Peanut suppliers are facing soaring prices and a supply crunch just ahead of the busy Christmas season as a result of bad weather and poor harvests in key growing regions.

The wholesale price of peanuts from the US has almost doubled from just over £1,000/tonne at the beginning of 2011 to close to £2,000/tonne, and prices in other important nut-growing regions, such as China, India and Argentina, are also on the rise [Mintec].

Retail prices, too, have started to move upwards.
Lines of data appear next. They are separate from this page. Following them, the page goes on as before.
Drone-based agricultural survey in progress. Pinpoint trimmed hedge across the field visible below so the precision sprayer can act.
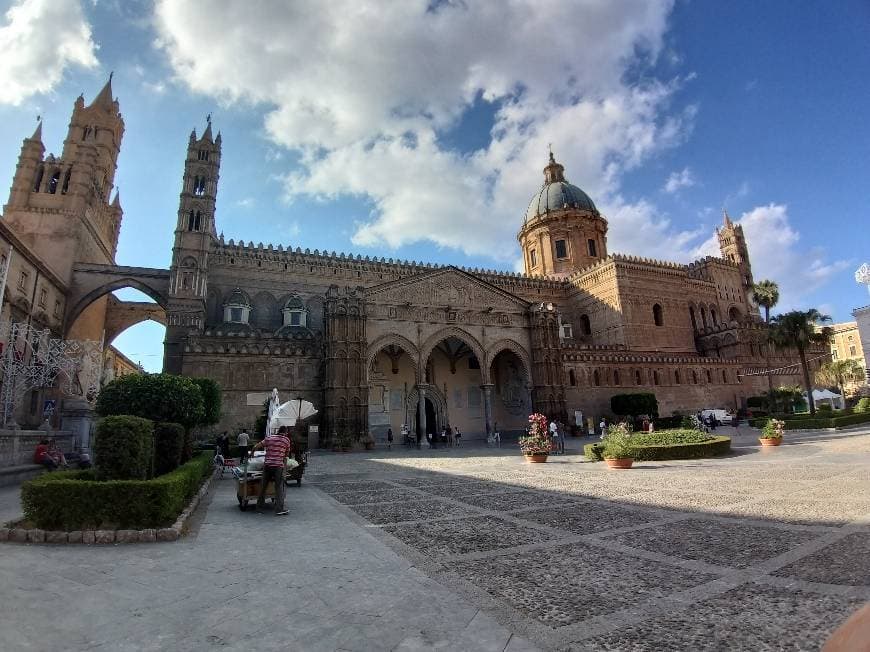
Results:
[21,455,212,530]
[154,423,184,475]
[94,415,154,480]
[583,437,731,462]
[749,413,870,430]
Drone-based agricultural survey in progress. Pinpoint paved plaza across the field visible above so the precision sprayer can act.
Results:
[0,429,870,652]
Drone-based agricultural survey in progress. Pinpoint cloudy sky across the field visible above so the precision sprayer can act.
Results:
[0,0,870,369]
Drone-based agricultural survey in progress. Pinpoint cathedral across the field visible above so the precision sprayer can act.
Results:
[0,79,816,445]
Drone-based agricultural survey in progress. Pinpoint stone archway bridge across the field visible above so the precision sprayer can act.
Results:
[64,263,169,342]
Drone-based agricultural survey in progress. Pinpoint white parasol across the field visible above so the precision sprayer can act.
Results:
[269,398,317,432]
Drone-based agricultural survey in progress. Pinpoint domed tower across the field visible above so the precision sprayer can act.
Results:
[517,152,607,277]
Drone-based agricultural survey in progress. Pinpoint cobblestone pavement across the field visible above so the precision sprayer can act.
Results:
[311,429,870,651]
[0,429,870,652]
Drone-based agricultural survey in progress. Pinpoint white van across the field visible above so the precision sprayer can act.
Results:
[701,409,734,425]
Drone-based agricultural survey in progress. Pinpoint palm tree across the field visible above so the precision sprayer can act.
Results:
[751,279,779,412]
[770,308,834,416]
[816,358,864,400]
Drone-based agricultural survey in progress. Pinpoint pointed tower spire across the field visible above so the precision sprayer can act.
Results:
[91,71,115,111]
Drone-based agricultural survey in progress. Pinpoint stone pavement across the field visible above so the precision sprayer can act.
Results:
[0,429,870,651]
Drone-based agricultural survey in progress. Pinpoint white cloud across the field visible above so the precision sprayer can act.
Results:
[0,0,98,106]
[155,0,696,262]
[694,204,852,311]
[662,167,695,195]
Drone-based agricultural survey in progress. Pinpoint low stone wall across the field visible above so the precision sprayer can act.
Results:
[0,430,75,467]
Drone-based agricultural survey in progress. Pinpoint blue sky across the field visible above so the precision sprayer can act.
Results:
[0,0,870,369]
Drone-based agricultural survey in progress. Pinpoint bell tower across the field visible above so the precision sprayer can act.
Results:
[716,210,752,296]
[163,115,221,373]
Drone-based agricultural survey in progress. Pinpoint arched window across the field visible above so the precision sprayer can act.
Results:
[48,170,60,195]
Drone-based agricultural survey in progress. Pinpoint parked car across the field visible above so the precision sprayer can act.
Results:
[701,408,734,425]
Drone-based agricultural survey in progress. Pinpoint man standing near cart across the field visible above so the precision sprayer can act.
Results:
[254,426,293,516]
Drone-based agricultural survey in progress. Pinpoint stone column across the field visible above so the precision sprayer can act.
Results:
[417,385,426,448]
[480,383,495,436]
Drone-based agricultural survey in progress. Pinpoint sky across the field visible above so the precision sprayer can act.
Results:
[0,0,870,370]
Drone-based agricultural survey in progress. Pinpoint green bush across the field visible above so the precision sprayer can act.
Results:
[94,415,154,480]
[96,374,205,428]
[610,392,659,417]
[583,437,731,462]
[632,428,713,446]
[190,378,221,426]
[21,455,212,530]
[154,422,184,475]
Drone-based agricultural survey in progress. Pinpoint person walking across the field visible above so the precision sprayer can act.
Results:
[254,426,293,516]
[236,428,251,464]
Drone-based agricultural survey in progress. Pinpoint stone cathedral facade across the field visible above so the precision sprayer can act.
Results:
[4,84,816,443]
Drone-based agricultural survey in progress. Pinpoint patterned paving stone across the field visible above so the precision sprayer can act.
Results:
[571,584,861,652]
[514,500,663,534]
[332,487,420,505]
[608,519,820,568]
[452,544,715,627]
[458,491,571,512]
[350,500,469,525]
[774,532,870,587]
[315,480,394,494]
[384,516,549,555]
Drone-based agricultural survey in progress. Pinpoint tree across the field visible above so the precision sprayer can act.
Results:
[190,378,221,426]
[816,358,864,399]
[770,308,833,416]
[96,374,205,429]
[751,279,779,412]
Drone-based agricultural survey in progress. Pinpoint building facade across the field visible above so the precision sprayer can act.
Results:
[3,80,816,443]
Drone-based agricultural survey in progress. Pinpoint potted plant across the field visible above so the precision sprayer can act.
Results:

In a basket of peanut products from the multiples, 66% have gone up in price over the past year, with many peanut lines and peanut butters showing double-digit price increases [].

Graham Hopcraft, MD of HBS Foods, which imports nuts from Argentina, said that although the Argentinian crop had been good, shortages elsewhere meant prices had almost doubled over the past year.

"It's not going to get better until June 2012, when the next crop is due," he said. "With the supply situation as it is, it's a case of either paying for it or not getting it."

Poor weather damaged the US crop last year and this year, the country is facing its smallest harvest since 2006, with volumes set to be down 13% year-on-year to 1.8 million tonnes [USDA]. There have also been problems in other countries, with India, the world's second-biggest peanut grower, reporting a reduced crop.

Mars was unavailable to comment on whether Snickers had been affected, but Kellogg's insisted the supply crisis had not hit Crunchy Nut Corn Flakes.